Fade":3vot7f17 said:
How often do these teams punt 4th and a short 1 from midfield?
I have found it interesting that Bill Belichick has made many similar "cowardly" decisions to kick field goals within 5 and 10 yards of the endzone and punt on 4th and short from the opposing team's ~40 this year, and in the past. He is not that averse to punting on 4th and short -
depending. That's the key point though. While Baltimore appears to have "surrendered" decision making to a computer program and an economics undergrad student (keeping Ben Baldwin's dreams alive), they probably look much better than they might, for now at least, because of the so far unstoppable threat provided by Lamar Jackson and his brutish offensive line on fourth and short.

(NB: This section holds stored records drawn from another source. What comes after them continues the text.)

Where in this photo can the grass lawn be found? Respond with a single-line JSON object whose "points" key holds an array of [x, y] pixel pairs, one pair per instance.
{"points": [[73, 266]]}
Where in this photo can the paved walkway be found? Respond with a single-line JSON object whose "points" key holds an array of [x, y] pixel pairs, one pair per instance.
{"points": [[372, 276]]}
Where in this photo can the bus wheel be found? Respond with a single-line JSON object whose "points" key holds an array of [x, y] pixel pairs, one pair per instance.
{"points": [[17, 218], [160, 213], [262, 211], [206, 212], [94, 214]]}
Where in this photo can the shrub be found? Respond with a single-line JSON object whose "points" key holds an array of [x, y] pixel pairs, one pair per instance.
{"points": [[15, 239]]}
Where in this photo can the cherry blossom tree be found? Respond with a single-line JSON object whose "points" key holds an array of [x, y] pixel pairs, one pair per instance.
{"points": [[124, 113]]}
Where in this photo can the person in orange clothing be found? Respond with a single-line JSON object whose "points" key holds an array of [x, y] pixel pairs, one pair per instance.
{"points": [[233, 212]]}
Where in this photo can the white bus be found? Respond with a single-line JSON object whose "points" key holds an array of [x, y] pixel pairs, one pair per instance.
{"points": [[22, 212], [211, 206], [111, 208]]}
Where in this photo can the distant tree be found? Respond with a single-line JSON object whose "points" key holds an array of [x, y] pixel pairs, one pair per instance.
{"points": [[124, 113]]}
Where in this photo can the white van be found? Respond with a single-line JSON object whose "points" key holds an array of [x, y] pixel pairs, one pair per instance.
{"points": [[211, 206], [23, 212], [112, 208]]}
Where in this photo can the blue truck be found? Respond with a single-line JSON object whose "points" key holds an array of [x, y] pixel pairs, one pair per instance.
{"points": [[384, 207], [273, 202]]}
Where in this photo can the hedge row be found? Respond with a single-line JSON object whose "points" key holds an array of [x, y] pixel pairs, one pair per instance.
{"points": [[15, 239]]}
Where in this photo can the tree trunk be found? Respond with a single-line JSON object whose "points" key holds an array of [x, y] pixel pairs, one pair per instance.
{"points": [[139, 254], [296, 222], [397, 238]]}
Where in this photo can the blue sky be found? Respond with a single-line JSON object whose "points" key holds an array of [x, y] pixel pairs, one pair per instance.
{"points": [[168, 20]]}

Also note, the Ravens embrace of "analytics science" is incredibly tepid and minimal, since their run-pass ratios make a mockery of Baldwin's hobby horse that there is only one way to win "properly", by passing a lot (never will he stick his neck out with a number though).

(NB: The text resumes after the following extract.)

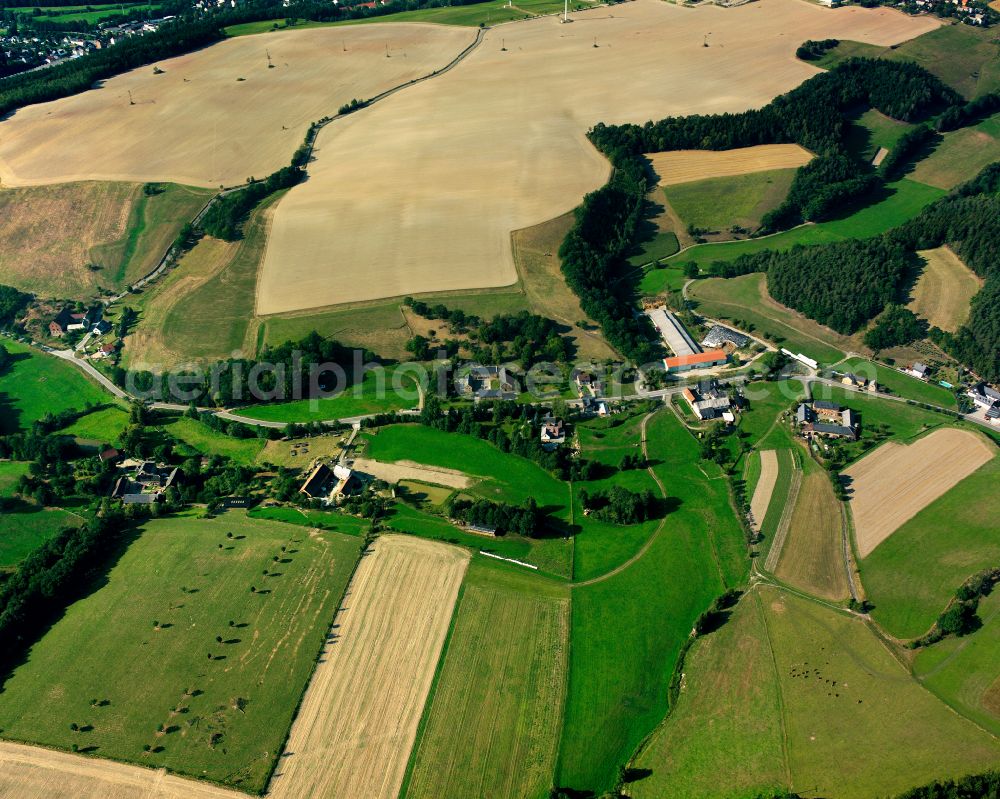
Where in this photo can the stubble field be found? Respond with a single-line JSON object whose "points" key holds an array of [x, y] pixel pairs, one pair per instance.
{"points": [[944, 289], [684, 166], [175, 652], [765, 484], [358, 720], [895, 482], [505, 148], [30, 772], [220, 129], [492, 725]]}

The real Field Generals of football, especially the clear #1 (BB) and #2 (PC) most successful of the decade, might just know a thing or two more than the faux science of football analytics, which takes league wide averages and crudely squashes them like Christmas templates onto the complex cookie dough of situational football. Belichick himself has repeatedly said he weighs this kind of spreadsheet analytics "less than zero" when it comes to highly contextual, concrete situations on the field. What analytics dismisses as "gut" (versus "science") is actually based on evidence too: weighing the undisclosed health as well as fatigue of your players, the observed success of in game individual matchups to that point, the slipperiness of the turf, and every other micro-factor. And in Pete's case he must feel some faith in his decision making having found a way to defy all odds, for example, with that truly preposterous record of being 55-0 while up 4+ points at half. A record like this actually demands a logical, football explanation, even if analytics cannot provide one. Because there is obviously a method behind Pete's madness of carefully and cautiously managing risk (pushing and easing the gas pedal) that pains us fans but works in the end.
Having said all that, there are occasions obviously where Pete trends a bit conservative with respect to in game decisions, even to a fault, and that is part of his makeup. It probably hasn't helped that the Seahawks short yardage power run game has been off quite a bit from last year, as Football Outsiders stats show. But Pete is not consistently conservative and uses a very different calculus when behind. And when he does go for it on 4th, including two failed attempts against the Saints (both justified given the game state, even the "uncowardly" decision to go for it on Seattle's own 28 yard line), it seems many of the same analytics bozos come out of the woodwork to find fault. That's in part because the unofficial Seahawks Society of Analytics/Cynics (all 4 or 5 principals and their loyal following) seems far more concerned to discredit Pete Carroll and discount Seahawk success in order to confirm their priors than to give credit where it's due.
I suspect that if there were an omnicient Football Allfather capable of weighing Pete's "cowardice", he would reassure us that it has been far less costly than the critics believe (much cowardice went into the 55-0 record noted above). If anything I think it's the too casual use of early timeouts that is getting worrisome. But there is no Football Allfather and whatever people think of Pete they should be wary of the hubris of analytics and claims to quantify the spectacular chaos, contingency and game-of-inches of football down to 12 decimal places or whatever and name it, from the safety of their armchairs, a "surrender index".
Rant aside, thanks a ton for these ruminations and all your weekly ruminations, Fade. I greatly enjoy them.